On a beaucoup parlé, ces derniers jours, de l’apparition de corbeaux, qui dénoncent anonymement leurs voisins, suspectés de ne pas bien appliquer les règles du confinement. Il paraît que cela rappelle les années noires de la collaboration. On pourrait aussi en trouver des exemples à la Libération. C’est oublier, dans tous les cas, que les corbeaux ont malheureusement toujours existé dans l’Histoire. La presse nous rapporte une autre conséquence du coronavirus : dans des zones frontalières allemandes, des Français ont été insultés. Le retour à l’inimitié franco-allemande ?

Le ministre des Affaires étrangères allemand a dû condamner, samedi, ces agressions verbales : « Le coronavirus ne connaît pas de nationalité. C’est la même chose pour la dignité humaine […]. Un tel comportement n’est pas possible », a-t-il déclaré. Anke Rehlinger, ministre de l’Économie de la Sarre, a, elle aussi, présenté ses excuses de la part de l’ : « On entend dire que les Français sont insultés et qu’on leur jette des œufs. Quiconque fait cela pèche contre l’amitié de nos peuples […] Je présente mes excuses à nos amis français pour ces incidents isolés. »

D’autres témoignages sont cités par la presse. Selon le maire d’une petite commune allemande, des Français se sont plaints qu’on leur ait craché dessus lors de promenades ou à la caisse de supermarchés.
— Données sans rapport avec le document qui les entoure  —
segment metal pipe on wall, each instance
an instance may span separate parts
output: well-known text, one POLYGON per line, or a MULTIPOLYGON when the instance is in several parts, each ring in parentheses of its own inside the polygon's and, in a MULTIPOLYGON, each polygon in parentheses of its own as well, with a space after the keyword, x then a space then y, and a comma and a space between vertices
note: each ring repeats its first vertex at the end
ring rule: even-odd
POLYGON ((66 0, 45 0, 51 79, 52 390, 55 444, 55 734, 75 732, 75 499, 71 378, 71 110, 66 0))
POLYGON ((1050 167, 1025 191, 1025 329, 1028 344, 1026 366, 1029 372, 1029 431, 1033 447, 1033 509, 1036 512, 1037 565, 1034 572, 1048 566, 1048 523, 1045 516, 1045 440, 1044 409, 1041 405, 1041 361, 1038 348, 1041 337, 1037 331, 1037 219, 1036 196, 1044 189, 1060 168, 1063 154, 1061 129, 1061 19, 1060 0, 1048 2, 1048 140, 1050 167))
L’un d’eux s’est entendu dire : « Retourne dans ton pays du corona ! » Le consul de France en Sarre a indiqué que « plusieurs femmes de ménage françaises », travaillant en Allemagne, « se sont vues refuser du jour au lendemain l’entrée dans leur entreprise ». Elle précise toutefois qu’il ne faut pas généraliser et que « l’inverse est aussi vrai ».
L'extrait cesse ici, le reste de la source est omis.